Post to Database Programing Question?

by emplife21. Posted on Sep 11, 2020    0    3


Hi everyone, I'm an entrepreneur with only basic knowledge of programming and I had a question that hopefully, someone should be able to answer or at least provide a lead that could help me get closer to a potential answer for my research.

I have seen a lot of technology floating around that involves taking a picture of an object (i.e. receipt from a purchase) and some basic information from the receipt was gathered and posted on a webpage (ex. https://myblackreceipt.com/upload-receipt/).

I was wondering what is the correct terminology for this technology and would it be possible to do something similar to this but would perform this action pathway stated below?

Person takes picture of receipt > Name of business is found within said database in > The count/tally for the respective database increases by 1 (+1) > Count is displayed on a webpage in numerical order from most to least.

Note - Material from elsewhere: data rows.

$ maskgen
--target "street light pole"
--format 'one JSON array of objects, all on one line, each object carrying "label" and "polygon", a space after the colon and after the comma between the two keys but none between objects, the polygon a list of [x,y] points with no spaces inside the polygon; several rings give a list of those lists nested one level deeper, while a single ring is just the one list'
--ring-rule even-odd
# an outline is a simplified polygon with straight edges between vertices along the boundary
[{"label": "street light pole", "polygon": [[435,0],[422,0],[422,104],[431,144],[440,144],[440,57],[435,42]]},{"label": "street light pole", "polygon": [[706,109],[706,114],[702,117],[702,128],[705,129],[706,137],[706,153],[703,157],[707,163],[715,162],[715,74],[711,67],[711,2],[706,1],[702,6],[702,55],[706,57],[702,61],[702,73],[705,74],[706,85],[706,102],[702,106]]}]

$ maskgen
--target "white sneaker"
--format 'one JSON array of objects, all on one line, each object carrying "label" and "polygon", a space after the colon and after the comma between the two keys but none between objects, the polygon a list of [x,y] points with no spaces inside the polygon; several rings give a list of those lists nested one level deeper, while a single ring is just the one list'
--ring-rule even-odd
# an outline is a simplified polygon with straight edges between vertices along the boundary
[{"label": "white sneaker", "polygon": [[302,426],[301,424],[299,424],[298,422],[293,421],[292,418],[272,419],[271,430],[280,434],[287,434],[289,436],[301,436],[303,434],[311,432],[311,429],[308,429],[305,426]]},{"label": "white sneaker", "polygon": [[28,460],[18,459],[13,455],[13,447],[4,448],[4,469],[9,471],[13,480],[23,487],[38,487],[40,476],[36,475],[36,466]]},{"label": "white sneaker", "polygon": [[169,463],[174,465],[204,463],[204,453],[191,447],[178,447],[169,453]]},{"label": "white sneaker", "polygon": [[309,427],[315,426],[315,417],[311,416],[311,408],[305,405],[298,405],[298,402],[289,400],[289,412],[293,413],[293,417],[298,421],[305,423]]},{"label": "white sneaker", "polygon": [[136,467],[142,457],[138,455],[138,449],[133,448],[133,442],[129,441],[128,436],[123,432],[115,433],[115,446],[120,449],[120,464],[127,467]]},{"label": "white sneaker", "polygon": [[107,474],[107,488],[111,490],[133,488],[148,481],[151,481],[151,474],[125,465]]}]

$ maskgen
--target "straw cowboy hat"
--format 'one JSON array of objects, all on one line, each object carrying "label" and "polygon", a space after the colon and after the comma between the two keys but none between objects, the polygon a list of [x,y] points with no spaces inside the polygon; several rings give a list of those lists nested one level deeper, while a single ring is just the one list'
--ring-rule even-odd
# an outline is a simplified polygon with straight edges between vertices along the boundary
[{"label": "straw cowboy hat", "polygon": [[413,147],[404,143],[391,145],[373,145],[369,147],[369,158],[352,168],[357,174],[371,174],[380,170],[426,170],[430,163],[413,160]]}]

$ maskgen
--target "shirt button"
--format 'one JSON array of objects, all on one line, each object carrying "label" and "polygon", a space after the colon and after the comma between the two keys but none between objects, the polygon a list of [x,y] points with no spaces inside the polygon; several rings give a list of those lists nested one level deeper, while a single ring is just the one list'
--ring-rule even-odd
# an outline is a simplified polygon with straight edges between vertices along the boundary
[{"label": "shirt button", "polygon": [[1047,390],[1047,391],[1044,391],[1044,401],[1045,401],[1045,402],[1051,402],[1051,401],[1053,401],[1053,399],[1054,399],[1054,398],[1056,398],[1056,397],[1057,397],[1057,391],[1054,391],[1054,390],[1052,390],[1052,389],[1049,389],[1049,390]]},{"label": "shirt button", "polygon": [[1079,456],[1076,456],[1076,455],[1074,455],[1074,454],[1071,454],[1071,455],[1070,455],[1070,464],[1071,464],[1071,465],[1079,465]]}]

If someone could answer this question that would surely be helpful :). Thank you all and have a wonderful day.


Comments

le_crosst 3

The term you might be looking for is OCR (Optical Character Recognition).
It is definitely possible and should be pretty straight forward. You could for example check out AWS Textract. It is a OCR managed service. The rest of the pipeline you are describing is basic business logic.

  emplife21 1

Thank you!

RecursiveBob 3

Seconding what /u/le_crosst said, this is mostly straightforward stuff, with the exception of the OCR. A couple things to bear in mind:

  • Do NOT do OCR yourself. Use a library, either the AWS one or one of countless others. OCR takes a lot of time to get right, so you don't want to reinvent the wheel.
  • Make sure the rest of your process is tolerant of errors. OCR is never perfect, there are always going to be receipts where the company name isn't scanned properly and you get a misspelling.
  • If you're making a mobile app, it might be best to use an OCR library that's part of your app rather than part of your site. That way you save on bandwidth and your site is more scalable.